When the gin craze started, both here and back in Blighty, I felt a little smug, but also pleased that gin was becoming more available as an alternative to the ubiquitous Aperol Spritz. But as time went on, I wondered about Gordon's and how it would fare. The brand did seem to feel a bit staid and dusty in comparison to all the new pretenders to the throne down at the Gin Palace.

But while all those new pretenders are trying to outdo each other on authenticity and pedigree and  credentials, Gordon's have gone unashamedly for the mass market. It's a move that I am sure will rake in the sales short-term, but what will it do for the brand?

I tried Gordon's Premium Pink Distilled Gin  the other day and rather wished I hadn't. It tastes of sickly strawberries, a bit like what they call Gummibärchen here. It has absolutely nothing to do with what I know as Pink Gin, beloved of retired navy officers, Royal Air Force heroes and people from Somerset Maugham stories. That was made mixed with Angostura bitters.



But back to the sweet new abomination. It is promoted with a rather questionable nod to authenticity: Inspired by Gordon's original 1880 pink gin recipe.  That's on the bottle. On the website, however, it's slightly different: Inspired by an original Gordon's recipe from the 1880s. This makes it clear enough that this concoction has precious little to do with any original recipe for Pink Gin. Most of the "usual suspect" 21st century descriptors are used: "crafted" "balance" "blushing" "berries" "vibrant."

This stuff is undoubtably enjoyed by overgrown girls at Ladies' Day and the Gin Bar down at the Brexit Arms, and I am sure it will rake in some good short-term profits. I can't help thinking, though, that they might as well have put a unicorn on the packaging instead of the traditional wild boar and been done with it.
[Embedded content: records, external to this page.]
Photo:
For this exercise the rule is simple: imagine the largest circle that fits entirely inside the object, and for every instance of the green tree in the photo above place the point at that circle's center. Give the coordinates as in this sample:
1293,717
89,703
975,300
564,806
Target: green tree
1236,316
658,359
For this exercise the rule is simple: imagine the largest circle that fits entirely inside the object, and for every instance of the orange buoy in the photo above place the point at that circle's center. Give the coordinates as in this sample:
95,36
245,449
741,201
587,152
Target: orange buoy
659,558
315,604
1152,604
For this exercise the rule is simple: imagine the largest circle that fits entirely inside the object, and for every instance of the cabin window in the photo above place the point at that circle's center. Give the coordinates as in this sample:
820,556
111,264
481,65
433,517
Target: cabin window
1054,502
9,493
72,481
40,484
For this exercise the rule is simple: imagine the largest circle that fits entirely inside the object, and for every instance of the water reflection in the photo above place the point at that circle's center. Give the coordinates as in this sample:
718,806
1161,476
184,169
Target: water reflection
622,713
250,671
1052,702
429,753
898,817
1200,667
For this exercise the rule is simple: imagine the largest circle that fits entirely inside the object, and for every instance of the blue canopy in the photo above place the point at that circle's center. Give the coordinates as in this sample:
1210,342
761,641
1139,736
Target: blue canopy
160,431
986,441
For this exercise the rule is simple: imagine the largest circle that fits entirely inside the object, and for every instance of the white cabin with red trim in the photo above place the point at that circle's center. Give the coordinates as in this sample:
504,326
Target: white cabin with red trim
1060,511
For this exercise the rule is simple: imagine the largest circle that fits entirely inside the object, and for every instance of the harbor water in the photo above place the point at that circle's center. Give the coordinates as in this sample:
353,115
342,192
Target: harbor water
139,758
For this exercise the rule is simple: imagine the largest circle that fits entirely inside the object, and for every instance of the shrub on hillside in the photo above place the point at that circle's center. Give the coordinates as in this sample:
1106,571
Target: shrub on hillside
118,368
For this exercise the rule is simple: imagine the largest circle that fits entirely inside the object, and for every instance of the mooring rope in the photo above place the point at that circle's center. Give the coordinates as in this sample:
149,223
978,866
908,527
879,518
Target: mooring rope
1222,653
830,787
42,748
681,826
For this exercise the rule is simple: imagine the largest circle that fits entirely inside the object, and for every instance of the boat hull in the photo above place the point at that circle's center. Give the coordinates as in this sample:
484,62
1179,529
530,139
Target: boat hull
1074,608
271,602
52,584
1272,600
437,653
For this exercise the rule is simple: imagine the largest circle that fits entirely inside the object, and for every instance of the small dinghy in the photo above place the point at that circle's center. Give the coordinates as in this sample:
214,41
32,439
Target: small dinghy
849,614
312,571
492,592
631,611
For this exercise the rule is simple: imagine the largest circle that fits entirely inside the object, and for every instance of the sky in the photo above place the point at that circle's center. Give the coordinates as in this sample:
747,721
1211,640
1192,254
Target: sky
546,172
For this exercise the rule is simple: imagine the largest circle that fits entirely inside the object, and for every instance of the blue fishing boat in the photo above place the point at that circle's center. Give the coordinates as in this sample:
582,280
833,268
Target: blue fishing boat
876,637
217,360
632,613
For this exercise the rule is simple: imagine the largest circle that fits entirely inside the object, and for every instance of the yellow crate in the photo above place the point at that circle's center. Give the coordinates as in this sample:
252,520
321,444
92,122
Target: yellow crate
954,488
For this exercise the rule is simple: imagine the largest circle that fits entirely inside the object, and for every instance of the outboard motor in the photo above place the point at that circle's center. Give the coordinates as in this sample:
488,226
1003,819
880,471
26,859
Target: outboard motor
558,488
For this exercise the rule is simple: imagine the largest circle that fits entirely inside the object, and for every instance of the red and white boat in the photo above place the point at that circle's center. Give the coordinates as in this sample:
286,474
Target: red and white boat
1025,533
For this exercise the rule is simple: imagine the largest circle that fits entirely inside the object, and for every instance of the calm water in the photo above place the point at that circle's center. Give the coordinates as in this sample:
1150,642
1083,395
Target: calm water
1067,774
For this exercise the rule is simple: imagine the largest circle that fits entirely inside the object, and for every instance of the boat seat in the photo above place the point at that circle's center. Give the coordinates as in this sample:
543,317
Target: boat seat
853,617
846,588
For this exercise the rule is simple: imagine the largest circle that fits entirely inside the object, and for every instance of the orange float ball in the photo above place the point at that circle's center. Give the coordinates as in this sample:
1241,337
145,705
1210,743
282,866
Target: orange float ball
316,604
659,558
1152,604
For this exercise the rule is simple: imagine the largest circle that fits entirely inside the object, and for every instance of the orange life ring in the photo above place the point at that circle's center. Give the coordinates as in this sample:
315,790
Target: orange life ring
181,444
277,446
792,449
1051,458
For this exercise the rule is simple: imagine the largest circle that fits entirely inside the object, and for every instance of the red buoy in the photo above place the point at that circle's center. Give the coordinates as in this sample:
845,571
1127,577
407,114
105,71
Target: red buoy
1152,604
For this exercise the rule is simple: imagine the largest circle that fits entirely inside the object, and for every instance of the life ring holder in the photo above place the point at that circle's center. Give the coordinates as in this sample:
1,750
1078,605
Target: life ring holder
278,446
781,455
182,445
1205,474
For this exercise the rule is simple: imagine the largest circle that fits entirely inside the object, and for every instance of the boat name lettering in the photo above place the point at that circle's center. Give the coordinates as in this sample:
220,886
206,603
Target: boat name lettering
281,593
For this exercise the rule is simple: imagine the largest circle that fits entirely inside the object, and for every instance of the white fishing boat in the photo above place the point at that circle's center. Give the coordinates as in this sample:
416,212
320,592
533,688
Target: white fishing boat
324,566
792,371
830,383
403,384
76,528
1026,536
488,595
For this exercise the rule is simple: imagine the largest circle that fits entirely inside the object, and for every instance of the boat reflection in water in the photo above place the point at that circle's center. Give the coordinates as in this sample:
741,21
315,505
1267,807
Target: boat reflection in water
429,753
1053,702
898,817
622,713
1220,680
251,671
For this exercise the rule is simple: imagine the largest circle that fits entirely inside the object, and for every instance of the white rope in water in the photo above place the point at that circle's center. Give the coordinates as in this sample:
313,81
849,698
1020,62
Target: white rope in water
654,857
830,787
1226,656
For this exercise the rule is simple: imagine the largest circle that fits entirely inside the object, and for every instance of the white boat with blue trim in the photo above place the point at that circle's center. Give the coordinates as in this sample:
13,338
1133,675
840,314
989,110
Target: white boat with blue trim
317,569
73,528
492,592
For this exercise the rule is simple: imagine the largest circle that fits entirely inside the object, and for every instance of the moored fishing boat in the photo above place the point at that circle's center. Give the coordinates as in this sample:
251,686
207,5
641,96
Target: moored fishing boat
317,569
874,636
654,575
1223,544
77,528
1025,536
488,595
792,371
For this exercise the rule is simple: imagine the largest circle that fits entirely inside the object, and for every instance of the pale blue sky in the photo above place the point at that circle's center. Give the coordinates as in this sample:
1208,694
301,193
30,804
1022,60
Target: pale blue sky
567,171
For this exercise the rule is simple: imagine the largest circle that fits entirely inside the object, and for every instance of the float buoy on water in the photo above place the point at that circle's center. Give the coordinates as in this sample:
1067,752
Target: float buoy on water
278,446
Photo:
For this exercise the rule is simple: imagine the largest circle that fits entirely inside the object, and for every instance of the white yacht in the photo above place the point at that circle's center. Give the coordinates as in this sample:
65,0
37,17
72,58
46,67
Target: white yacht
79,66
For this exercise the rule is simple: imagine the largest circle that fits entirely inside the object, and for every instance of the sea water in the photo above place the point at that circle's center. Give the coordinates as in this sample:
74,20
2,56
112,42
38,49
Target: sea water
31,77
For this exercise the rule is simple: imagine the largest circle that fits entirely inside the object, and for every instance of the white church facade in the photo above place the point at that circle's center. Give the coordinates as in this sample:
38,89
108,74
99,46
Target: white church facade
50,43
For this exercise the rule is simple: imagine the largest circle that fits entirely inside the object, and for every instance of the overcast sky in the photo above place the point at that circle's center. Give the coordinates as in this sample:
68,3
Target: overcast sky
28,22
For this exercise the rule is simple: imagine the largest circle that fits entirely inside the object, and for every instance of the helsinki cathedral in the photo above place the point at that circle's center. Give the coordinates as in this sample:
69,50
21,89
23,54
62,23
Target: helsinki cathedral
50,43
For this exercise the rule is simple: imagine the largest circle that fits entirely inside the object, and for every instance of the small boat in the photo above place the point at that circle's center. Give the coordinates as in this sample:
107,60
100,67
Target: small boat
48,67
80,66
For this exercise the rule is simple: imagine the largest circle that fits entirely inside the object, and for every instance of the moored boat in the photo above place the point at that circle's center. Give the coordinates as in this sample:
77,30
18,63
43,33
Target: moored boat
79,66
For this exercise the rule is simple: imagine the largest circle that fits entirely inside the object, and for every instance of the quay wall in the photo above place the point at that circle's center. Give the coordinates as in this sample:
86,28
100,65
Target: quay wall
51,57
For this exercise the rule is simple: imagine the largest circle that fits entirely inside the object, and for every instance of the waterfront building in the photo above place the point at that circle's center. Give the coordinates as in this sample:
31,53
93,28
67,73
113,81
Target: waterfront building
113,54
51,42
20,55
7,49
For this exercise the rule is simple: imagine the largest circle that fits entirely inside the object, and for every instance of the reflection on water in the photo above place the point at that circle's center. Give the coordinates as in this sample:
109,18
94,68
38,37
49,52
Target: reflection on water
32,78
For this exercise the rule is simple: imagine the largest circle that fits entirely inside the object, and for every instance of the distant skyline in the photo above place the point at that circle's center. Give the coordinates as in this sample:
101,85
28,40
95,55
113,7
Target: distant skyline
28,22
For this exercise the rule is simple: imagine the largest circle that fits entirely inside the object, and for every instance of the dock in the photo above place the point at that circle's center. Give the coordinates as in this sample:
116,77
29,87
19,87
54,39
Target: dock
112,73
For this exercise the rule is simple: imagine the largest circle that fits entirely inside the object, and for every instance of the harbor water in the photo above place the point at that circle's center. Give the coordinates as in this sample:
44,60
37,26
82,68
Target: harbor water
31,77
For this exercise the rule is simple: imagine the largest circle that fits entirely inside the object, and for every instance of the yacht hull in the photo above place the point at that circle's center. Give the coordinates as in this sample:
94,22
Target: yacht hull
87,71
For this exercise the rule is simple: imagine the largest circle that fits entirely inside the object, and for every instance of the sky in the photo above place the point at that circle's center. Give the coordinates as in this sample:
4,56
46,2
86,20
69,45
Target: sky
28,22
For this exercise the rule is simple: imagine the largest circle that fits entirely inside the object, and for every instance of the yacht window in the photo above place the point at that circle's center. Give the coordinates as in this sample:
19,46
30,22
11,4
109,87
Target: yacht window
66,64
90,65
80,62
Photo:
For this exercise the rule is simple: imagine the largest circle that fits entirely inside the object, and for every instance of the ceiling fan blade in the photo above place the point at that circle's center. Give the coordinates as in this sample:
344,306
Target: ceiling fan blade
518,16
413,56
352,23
Call me an old fuddy-duddy, but I think Gordon's have sold out.

Saturday 4 May 2019

Just right

Sometimes advertising and communication ideas feel just right. Perfectly simple and hit exactly the right spot. No more, no less.

That is how I feel about the IKEA campaign The Lagom Collection from Proximity London. What's clever here is that it's not about products as much as ideas - ideas and inspiration being as much in the IKEA DNA as the unmistakeable product range. And of course, the Swedish concept of Lagom fits beautifully to the Swedish retailer. The simple executions reflect typical IKEA style and that quirky lateral thinking humour.

Finally, the message of reuse, recycle, repurpose couldn't be more spot-on for today, culturally. IKEA may have been responsible for the perpetration of a "throwaway" mentality in days of yore, and, yes, you could argue that this is another example of Homegrown Problem:Solution advertising.

But when something is done with such charm and aplomb, that would surely be churlish.